Oleksii Abasov: Waste Incineration Is Not Reform. It Is a Strategic Rejection of Europe’s Future
Faced with overflowing landfills and mounting environmental pressure, policymakers often look for fast solutions. Large-scale waste incineration, following the Turkish model, appears attractive: visible results, reduced landfill volumes, and energy generation.
But strategically, it is a dead end.
Incineration does not eliminate waste — it locks countries into a system that depends on continuous waste generation. It discourages recycling, requires subsidies, and creates long-term environmental and social risks. This is precisely why the European Union is moving away from incineration toward recycling, reuse, and circular economy principles.
The European model is more complex and capital-intensive at the beginning, but it creates long-term value.
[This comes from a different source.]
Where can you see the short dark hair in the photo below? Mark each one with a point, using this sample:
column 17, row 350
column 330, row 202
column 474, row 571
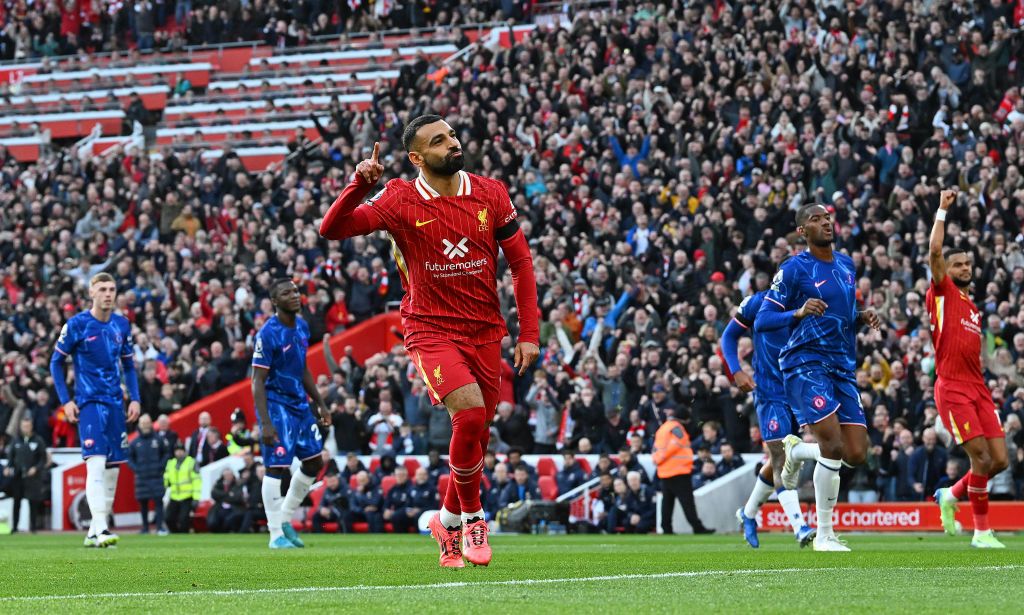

It attracts institutional investors, creates jobs, and aligns with ESG and sustainability frameworks that dominate global capital markets.
For Ukraine, this choice goes beyond waste policy. It is about credibility, investor confidence, and alignment with European rules. Without transparent regulation, digital tracking, AI-based emissions monitoring, and EU-compliant legislation, serious investment will not follow.
Waste reform is not about garbage.
It is about trust, strategy, and the future economic model of the country.
If Ukraine chooses Europe, it must also choose the European path in waste management — fully and without shortcuts.